2 Roman Reigns vs AJ Styles Overbooked
Was the match good? Sure it was. AJ Styles once again proves why it isn’t weird to reject sex with your double-D supermodel girlfriend just to watch the phenomenal one do his thing. Not only did he perform at the top of his game (pfft, what’s new?), he even made Roman Reigns, the wrestling equivalent to Jai Courtney, look like an actual wrestler.
It’s important to keep in mind though, this isn’t the indies, but the WWE, where story-line and spectacle play just a big a role as the actual match itself. This match had story-line, conflict, drama, everything. Only, everything sucked.
This match was overshadowed by overbooking. Not only did we have to endure the McMahons feeding their ego for 20 minutes, we then had Shane come out to restart the match after a count-out victory for AJ Styles. “No count-out!” he screamed.
Sure, nobody likes a count-out ending to a main event, but at this point, Gallows & Anderson were yet to intervene, and there were only two ways the match was gonna end; One, through disqualification or two, “No disqualification!” It was Stephanie this time around. Enough is enough!
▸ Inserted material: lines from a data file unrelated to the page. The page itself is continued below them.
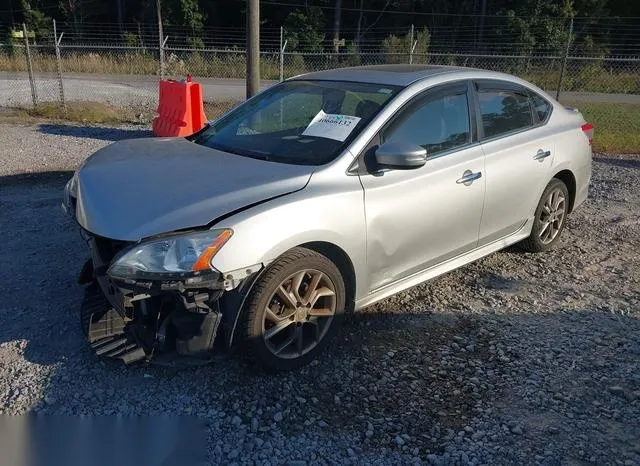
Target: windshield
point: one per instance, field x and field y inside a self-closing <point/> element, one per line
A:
<point x="298" y="122"/>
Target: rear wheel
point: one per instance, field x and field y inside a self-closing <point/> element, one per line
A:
<point x="294" y="310"/>
<point x="550" y="217"/>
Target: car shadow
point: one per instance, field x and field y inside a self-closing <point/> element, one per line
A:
<point x="104" y="133"/>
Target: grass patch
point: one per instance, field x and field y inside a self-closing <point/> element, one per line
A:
<point x="617" y="126"/>
<point x="215" y="110"/>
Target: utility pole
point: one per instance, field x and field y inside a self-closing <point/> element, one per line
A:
<point x="336" y="26"/>
<point x="253" y="47"/>
<point x="160" y="39"/>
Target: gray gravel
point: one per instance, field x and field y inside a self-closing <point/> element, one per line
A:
<point x="515" y="359"/>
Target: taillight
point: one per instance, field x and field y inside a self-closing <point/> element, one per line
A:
<point x="587" y="128"/>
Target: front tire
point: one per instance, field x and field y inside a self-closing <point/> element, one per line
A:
<point x="550" y="217"/>
<point x="294" y="310"/>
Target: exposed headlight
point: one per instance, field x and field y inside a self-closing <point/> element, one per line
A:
<point x="70" y="192"/>
<point x="173" y="255"/>
<point x="72" y="185"/>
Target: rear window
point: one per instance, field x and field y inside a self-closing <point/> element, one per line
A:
<point x="504" y="111"/>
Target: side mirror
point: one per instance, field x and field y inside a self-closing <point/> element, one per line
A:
<point x="400" y="155"/>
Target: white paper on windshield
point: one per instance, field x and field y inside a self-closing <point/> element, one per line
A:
<point x="331" y="126"/>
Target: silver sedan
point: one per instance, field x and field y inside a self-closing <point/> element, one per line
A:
<point x="323" y="194"/>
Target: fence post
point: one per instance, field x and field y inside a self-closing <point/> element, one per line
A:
<point x="56" y="41"/>
<point x="563" y="69"/>
<point x="281" y="55"/>
<point x="34" y="91"/>
<point x="411" y="45"/>
<point x="160" y="39"/>
<point x="283" y="47"/>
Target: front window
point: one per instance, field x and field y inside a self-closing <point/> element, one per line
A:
<point x="298" y="122"/>
<point x="438" y="124"/>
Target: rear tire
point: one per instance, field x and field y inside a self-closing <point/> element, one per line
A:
<point x="550" y="218"/>
<point x="294" y="310"/>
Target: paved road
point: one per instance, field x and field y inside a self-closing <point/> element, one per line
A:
<point x="134" y="90"/>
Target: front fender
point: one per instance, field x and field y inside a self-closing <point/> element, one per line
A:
<point x="330" y="211"/>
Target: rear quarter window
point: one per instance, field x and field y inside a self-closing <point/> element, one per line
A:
<point x="504" y="111"/>
<point x="541" y="107"/>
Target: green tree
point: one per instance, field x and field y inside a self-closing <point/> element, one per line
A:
<point x="304" y="30"/>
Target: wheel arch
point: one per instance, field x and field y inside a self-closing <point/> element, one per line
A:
<point x="341" y="259"/>
<point x="233" y="303"/>
<point x="569" y="179"/>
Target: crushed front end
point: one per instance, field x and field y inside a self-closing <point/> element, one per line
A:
<point x="136" y="318"/>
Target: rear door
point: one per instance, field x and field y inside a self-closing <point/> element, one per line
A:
<point x="519" y="152"/>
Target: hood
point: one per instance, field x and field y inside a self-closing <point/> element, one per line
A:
<point x="143" y="187"/>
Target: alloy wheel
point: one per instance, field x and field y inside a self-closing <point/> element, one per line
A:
<point x="299" y="313"/>
<point x="552" y="216"/>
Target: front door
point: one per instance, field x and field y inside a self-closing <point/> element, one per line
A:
<point x="421" y="217"/>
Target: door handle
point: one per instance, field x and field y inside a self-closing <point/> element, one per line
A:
<point x="541" y="154"/>
<point x="469" y="177"/>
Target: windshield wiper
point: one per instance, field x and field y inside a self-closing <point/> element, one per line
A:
<point x="243" y="152"/>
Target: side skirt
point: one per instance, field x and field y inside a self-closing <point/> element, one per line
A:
<point x="444" y="267"/>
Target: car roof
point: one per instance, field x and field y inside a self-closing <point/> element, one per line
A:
<point x="390" y="75"/>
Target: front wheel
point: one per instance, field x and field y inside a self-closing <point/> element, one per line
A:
<point x="550" y="217"/>
<point x="294" y="309"/>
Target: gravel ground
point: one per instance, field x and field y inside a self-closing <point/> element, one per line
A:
<point x="515" y="359"/>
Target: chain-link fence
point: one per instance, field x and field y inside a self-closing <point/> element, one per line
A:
<point x="125" y="75"/>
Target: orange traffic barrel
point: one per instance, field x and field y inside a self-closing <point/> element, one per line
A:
<point x="180" y="108"/>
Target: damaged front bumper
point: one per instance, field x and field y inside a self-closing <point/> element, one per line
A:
<point x="135" y="320"/>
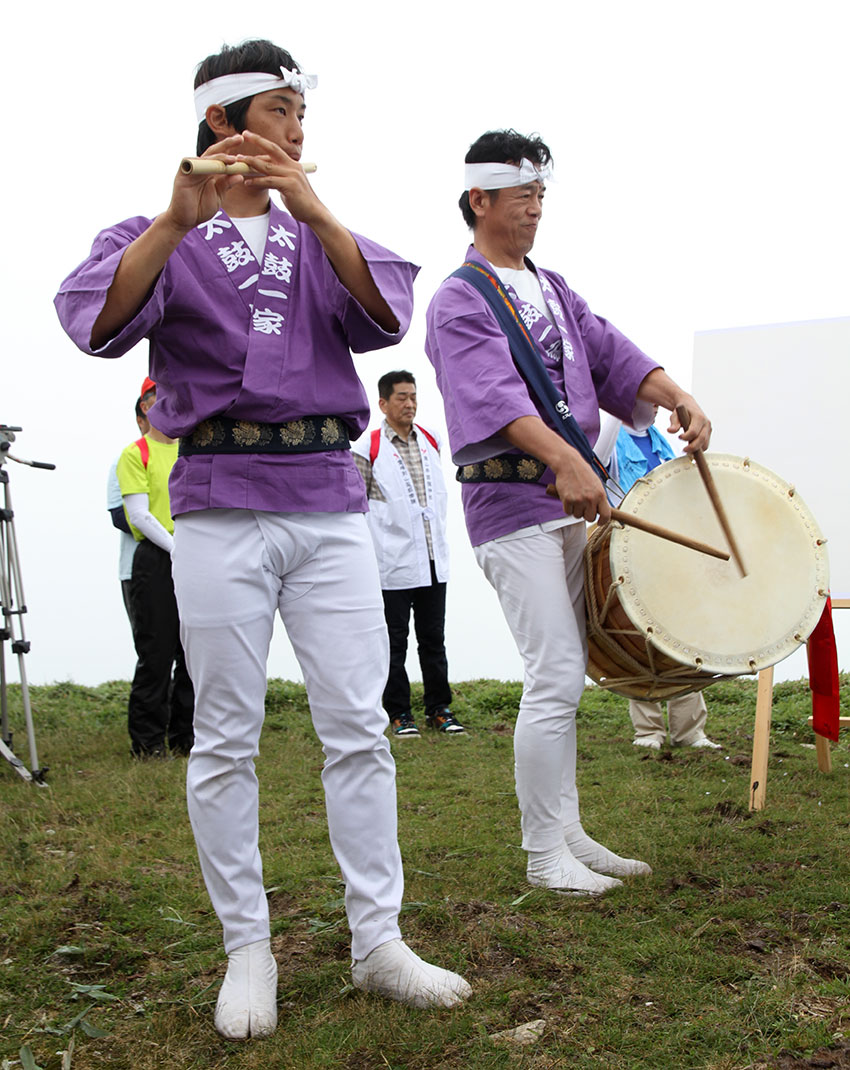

Mind you, this is coming from someone who fantasizes a bra & panties match between Stephanie McMahon and Stephanie McMahon’s clone.
1 Bullet Club Runs Rampant
The story-line writes itself. After a 15 minute hard fought battle, Reigns hits three Superman Punches and a Spear. Fans start to boo, eyes wide open, balls tightly clenched as our worst fears are about to be realized. Reigns goes for the pin. One, two, LIGHTS GO OFF! Lights come back on. Karl Anderson and Doc Gallows and Finn Motherf*cking Balor (real name) wearing matching Balor Club T-Shirts, beating the crap outta Reigns. Styles looks shocked for a second before smiling and joining his brothers. Reigns is wrecked! Out comes Dean Ambrose, Seth Rollins and NEVILLE (without a cape, dressed in black). The four brawl and bleed. The ring is destroyed, tables are broken and most importantly, nobodies mom’s name is Martha. 20 security officials. No, 200 security officials try to break up the brawl as fans start jacking off to close the show.
Then I wake up from my dream to realize that there is no Balor Club, no Shield reunion and no naked fans masturbating. Sorry for wasting your time.